Il tifo è la prosecuzione del calcio con altri mezzi. Tanto più estremo è il calcio, tanto più simile ai gironi infernali le categorie, tanto più viscerale si palesa l’attaccamento. E nasce la mentalità ultras. Nasce nelle strade, nei mercati notturni, nei centri sociali. Nasce nelle associazioni sportive, nasce nei rioni e nelle borgate. È una mentalità che invade, striscia, comunica. Che parla alla gente attraverso un lessico tutto sessantottino. Usa un linguaggio immediato e calzante, poetico ed ironico. La sua Commedia è lo striscione, la sua penna vergante la bomboletta spray, la sua musa cortese ed angelicata la maglia.
“Noi odiamo tutti. Il movimento ultras italiano attraverso gli striscioni politicamente scorretti” (editrice napoletana, La città del Sole) è il tentativo di studio più completo compiuto sul fenomeno negli ultimi anni. Merito di tre autori giovani ed appassionati, a loro volta immersi fino al collo (ed anche più su) nel modo ultrà nostrano: Vincenzo Abbatantuono, Domenico Mungo, Gabriele Viganò.
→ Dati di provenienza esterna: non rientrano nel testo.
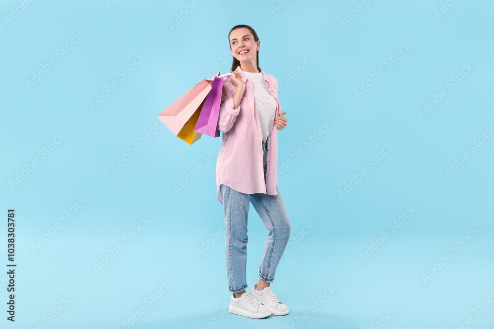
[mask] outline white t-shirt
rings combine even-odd
[[[257,108],[257,114],[261,122],[261,135],[264,141],[269,137],[274,124],[277,106],[276,100],[269,92],[262,73],[243,72],[252,83],[254,101]]]

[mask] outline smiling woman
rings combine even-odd
[[[216,161],[218,199],[226,229],[229,311],[248,318],[284,315],[288,308],[270,284],[290,236],[290,221],[276,178],[278,131],[287,126],[280,113],[278,81],[259,67],[260,41],[248,25],[228,34],[235,74],[223,84],[218,128],[223,133]],[[250,292],[247,288],[247,218],[252,203],[268,230],[264,255]],[[275,229],[276,228],[276,229]]]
Tre sguardi tutto sommato simili eppure prospettive diverse. Stesse convinzioni, stesse conclusioni, stesse idee espresse. Stesso posizionamento lì, nel cuore della passione semimilitarizzata della curva domenicale. E stesso identico rispetto ed apprezzamento per quella semantica da stadio che popola ed incide più di quella da cellulare.
Il loro lavoro certosino assomma le caratteristiche somatiche del saggio a quelle della militanza. Il testo è politico (nel senso più autentico del termine) fin quasi all’estremo confine, spinto al limitare della guerriglia. Mente e cuori fusi in un unico composto, storia ed attualità del movimento come sociologia impeccabile. E quel titolo, “Noi odiamo tutti”, che ancor prima di essere un’intestazione è una dichiarazione bellicosa ed identitaria. La carta d’identità di una massa di soggetti che rigetta le istanze normative repressive e si schiera soltanto con il suo amore spassionato ed incondizionato. Un libro di fuoco.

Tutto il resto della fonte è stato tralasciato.